Repartir complètement à zéro
N’en déplaise, cette nouvelle bâtisse à l’architecture moderne, couverte de centaines de milliers de briques beiges posées unes à unes, a pris des dimensions inédites, augmentant tant en surface qu’en hauteur. Autrefois enterrée à cinq mètres du sol, la cage de la scène principale, désormais de plain-pied, se monte à près de 24 mètres, doublant par la même occasion la taille de l’édifice. «Cela nous a permis d’améliorer la visibilité des spectateurs. Auparavant, notre scène était très évasée, si bien que sur ses 300 mètres carrés, seuls 60 étaient parfaitement apparents. Nous avons repensé nos salles qui sont dorénavant modulables et isolées phoniquement ce qui fait que nous pouvons travailler dans la halle de montage en même temps qu’une représentation sans problème, c’est impressionnant», témoigne le directeur technique.
Grâce à un agencement osé, rassemblant dans une même enceinte les trois salles, les ateliers ainsi que les bureaux, la circulation interne s’est vue à son tour simplifiée et optimisée. Christophe de la Harpe confirme: «Tout est au même niveau, au rez-de-chaussée, et réuni alors qu’avant nous étions dispatchés à plusieurs endroits du canton. Cela a permis de repenser le théâtre et de l’ouvrir sur l’extérieur. Nous n’avons plus l’impression de travailler dans des souterrains du matin au soir.» En effet, conscient de cette problématique, l’architecte s’est attelé à disposer des baies vitrées de toutes parts afin qu’il y ait toujours au minimum une entrée de lumière naturelle indirecte dans chaque pièce du bâtiment.
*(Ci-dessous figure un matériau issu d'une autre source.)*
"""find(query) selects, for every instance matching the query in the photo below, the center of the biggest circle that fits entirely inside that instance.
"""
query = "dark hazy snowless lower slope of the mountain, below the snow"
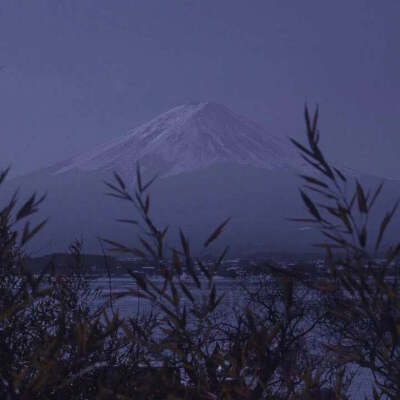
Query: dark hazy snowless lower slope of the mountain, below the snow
(258, 201)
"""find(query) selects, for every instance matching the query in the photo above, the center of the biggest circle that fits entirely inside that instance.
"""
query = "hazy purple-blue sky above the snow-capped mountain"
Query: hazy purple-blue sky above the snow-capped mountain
(79, 72)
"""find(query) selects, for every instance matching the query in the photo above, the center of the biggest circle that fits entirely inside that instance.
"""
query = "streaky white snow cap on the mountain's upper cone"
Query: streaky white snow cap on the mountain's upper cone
(189, 137)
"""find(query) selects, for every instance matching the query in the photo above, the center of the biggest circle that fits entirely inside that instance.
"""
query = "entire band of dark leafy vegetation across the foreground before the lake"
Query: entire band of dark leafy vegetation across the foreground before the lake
(292, 337)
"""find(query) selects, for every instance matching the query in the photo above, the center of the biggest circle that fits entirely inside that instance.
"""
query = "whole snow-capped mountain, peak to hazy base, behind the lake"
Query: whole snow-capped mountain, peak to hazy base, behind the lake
(212, 164)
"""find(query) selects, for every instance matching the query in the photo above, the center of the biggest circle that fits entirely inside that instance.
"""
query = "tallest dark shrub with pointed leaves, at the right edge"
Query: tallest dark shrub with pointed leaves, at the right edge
(361, 291)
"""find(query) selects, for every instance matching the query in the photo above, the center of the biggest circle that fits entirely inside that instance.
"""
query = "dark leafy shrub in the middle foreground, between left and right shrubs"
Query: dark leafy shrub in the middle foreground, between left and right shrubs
(261, 352)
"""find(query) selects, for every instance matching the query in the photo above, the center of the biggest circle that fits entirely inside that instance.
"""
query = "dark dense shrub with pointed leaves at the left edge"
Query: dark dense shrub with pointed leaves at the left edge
(50, 339)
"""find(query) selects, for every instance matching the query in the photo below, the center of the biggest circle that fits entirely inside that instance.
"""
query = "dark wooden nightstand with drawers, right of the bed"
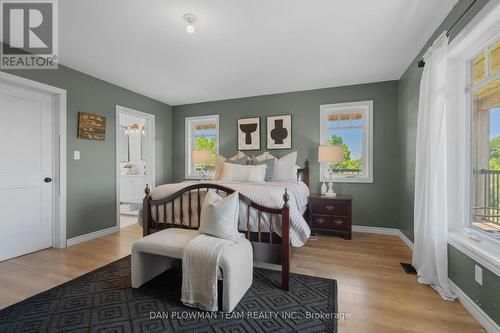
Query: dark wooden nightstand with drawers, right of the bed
(332, 215)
Une idée lumineuse qui fait l’unanimité…
Ce sera un atout de plus pour Carouge qui attirera de nouveaux visiteurs tout au moins pour la beauté de son monument
Un projet profitable à tous
De quoi faire briller Genève aux côtés du Théâtre de la Nouvelle Comédie, récemment inauguré, mais aussi Carouge qui devrait profiter à son échelle de l’attrait pour cet objet architectural. «Nous pouvons nous attendre à des retombées économiques fortes. Les commerçants et les restaurateurs se réjouissent d’ailleurs de cette ouverture prochaine», appuie la Maire de la Ville, Anne Hiltpold. Même son de cloche pour le porteur du projet, Christophe de la Harpe: «Sans aucun doute, ce sera un atout de plus pour Carouge qui attirera de nouveaux visiteurs tout au moins pour la beauté de son monument.»
Côté finances, l’investissement de 54 millions de francs sera vite rentabilisé car si l’évolution du nombre de spectateurs (avant chantier et avant pandémie) se veut rassurante, avec pas moins de 40’000 personnes en moyenne par an, le Théâtre de Carouge pourra à l’avenir s’appuyer sur une offre de meilleure qualité. «On remarque aussi de plus en plus que les institutions comme la nôtre doivent chercher d’autres revenus, élargir leurs activités, et c’est ce que nous allons pouvoir faire par exemple en accueillant des entreprises et leurs clients/employés», détaille le responsable. Une diversification qui se fera également au niveau du public des différentes salles, avec des audiences qui se croisent en un même lieu, et qui créera de la curiosité chez les uns ou les autres. Mais pour cela, il faudra encore patienter jusqu’à janvier 2022, date d’inauguration artistique du nouveau Théâtre de Carouge.